Reference no: EM131256053
De Mar's Product Strategy
De Mar, a plumbing, heating, and air-conditioning company located in Fresno, California, has a simple but powerful product strategy: Solve the customer's problem no matter what, solve the problem when the customer needs it solved, and make sure the customer feels good when you leave . De Mar offers guaranteed, same-day service for customers requiring it. The company provides 24-hour-a-day, 7-day-a-week service at no extra charge for customers whose air conditioning dies on a hot summer Sunday or whose toilet overflows at 2:30 A.M. As assistant service coordinator Janie Walter puts it: "We will be there to fix your A/C on the fourth of July, and it's not a penny extra.
When our competitors won't get out of bed, we'll be there!" De Mar guarantees the price of a job to the penny before the work begins. Whereas most competitors guarantee their work for 30 days, De Mar guarantees all parts and labor for one year. The company assesses no travel charge because "it's not fair to charge customers for driving out."

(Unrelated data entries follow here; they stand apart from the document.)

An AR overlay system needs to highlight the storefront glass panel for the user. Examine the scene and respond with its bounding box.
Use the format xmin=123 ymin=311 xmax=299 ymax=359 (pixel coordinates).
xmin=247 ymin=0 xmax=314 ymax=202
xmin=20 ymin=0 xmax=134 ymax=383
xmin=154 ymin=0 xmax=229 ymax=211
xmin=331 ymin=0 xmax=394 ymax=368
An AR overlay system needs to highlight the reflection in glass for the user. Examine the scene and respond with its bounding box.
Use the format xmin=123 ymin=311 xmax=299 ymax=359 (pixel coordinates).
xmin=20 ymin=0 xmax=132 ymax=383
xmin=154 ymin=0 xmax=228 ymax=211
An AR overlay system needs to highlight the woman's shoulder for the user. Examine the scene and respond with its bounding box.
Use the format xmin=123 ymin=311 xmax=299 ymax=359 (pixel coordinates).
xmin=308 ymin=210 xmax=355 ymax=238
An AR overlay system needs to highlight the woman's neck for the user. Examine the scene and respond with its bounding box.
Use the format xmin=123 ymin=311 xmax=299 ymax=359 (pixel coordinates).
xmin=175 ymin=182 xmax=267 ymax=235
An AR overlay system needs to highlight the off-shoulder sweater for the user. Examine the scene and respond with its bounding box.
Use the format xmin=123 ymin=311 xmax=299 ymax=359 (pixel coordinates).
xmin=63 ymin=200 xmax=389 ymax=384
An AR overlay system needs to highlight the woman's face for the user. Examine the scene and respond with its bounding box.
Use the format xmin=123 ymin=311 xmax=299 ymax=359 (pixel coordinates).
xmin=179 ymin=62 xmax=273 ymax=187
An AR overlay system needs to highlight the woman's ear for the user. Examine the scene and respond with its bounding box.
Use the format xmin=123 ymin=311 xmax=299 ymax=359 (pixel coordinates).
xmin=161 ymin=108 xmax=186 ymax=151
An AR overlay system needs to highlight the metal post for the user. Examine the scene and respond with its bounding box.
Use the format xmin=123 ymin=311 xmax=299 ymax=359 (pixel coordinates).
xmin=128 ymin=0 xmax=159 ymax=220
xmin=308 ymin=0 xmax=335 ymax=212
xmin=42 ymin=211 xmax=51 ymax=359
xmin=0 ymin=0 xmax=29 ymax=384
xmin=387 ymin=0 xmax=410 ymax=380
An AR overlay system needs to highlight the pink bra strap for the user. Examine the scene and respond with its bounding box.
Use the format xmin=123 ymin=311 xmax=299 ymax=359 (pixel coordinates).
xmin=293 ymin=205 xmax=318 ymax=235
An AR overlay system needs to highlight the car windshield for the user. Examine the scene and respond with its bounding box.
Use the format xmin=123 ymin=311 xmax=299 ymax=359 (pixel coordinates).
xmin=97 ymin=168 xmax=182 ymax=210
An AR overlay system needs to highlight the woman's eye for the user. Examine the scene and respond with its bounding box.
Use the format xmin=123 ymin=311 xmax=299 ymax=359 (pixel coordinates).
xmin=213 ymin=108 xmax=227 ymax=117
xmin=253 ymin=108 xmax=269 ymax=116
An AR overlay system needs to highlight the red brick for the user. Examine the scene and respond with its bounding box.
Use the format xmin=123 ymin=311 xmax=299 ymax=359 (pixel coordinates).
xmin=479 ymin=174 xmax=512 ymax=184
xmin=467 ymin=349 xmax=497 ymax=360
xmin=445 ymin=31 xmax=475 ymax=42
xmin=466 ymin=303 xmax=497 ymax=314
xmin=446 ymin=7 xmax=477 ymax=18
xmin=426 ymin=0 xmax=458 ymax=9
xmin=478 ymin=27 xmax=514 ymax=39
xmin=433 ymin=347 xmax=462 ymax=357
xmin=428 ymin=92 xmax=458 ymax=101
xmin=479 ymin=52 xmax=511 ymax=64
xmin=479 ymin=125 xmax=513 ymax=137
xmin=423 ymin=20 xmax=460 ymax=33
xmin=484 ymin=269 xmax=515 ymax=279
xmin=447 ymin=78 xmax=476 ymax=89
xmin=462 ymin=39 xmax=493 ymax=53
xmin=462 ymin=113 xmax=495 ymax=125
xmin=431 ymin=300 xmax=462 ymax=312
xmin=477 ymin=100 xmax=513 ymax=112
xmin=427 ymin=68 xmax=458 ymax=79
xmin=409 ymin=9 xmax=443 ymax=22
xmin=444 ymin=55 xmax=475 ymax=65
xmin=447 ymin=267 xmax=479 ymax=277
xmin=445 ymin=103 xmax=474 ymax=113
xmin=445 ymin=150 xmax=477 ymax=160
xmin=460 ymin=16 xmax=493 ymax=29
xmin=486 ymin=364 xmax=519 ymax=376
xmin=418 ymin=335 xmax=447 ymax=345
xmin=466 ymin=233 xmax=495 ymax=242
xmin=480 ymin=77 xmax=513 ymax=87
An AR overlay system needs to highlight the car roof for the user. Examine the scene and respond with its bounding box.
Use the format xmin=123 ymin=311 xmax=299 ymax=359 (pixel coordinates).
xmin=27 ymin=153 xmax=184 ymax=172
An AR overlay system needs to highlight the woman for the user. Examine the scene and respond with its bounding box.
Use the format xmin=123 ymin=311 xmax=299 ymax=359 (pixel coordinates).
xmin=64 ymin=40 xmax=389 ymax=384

Owner Larry Harmon says: "We are in an industry that doesn't have the best reputation. If we start making money our main goal, we are in trouble. So I stress customer satisfaction; money is the by-product." De Mar uses selective hiring, ongoing training and education, performance measures, and compensation that incorporate customer satisfaction, strong teamwork, peer pressure, empowerment, and aggressive promotion to implement its strategy. Says credit manager Anne Semrick: "The person who wants a nine-to five job needs to go somewhere else." De Mar is a premium pricer. Yet customers respond because De Mar delivers value-that is, benefits for costs. In 8 years, annual sales increased from about $200,000 to more than $3.3 million.
1. What is De Mar's product? Identify the tangible parts of this product and its service components.
2. How should other areas of De Mar (marketing, finance, personnel) support its product strategy?
3. Even though De Mar's product is primarily a service product, how should each of the 10 strategic OM decisions in the text be managed to ensure that the product is successful?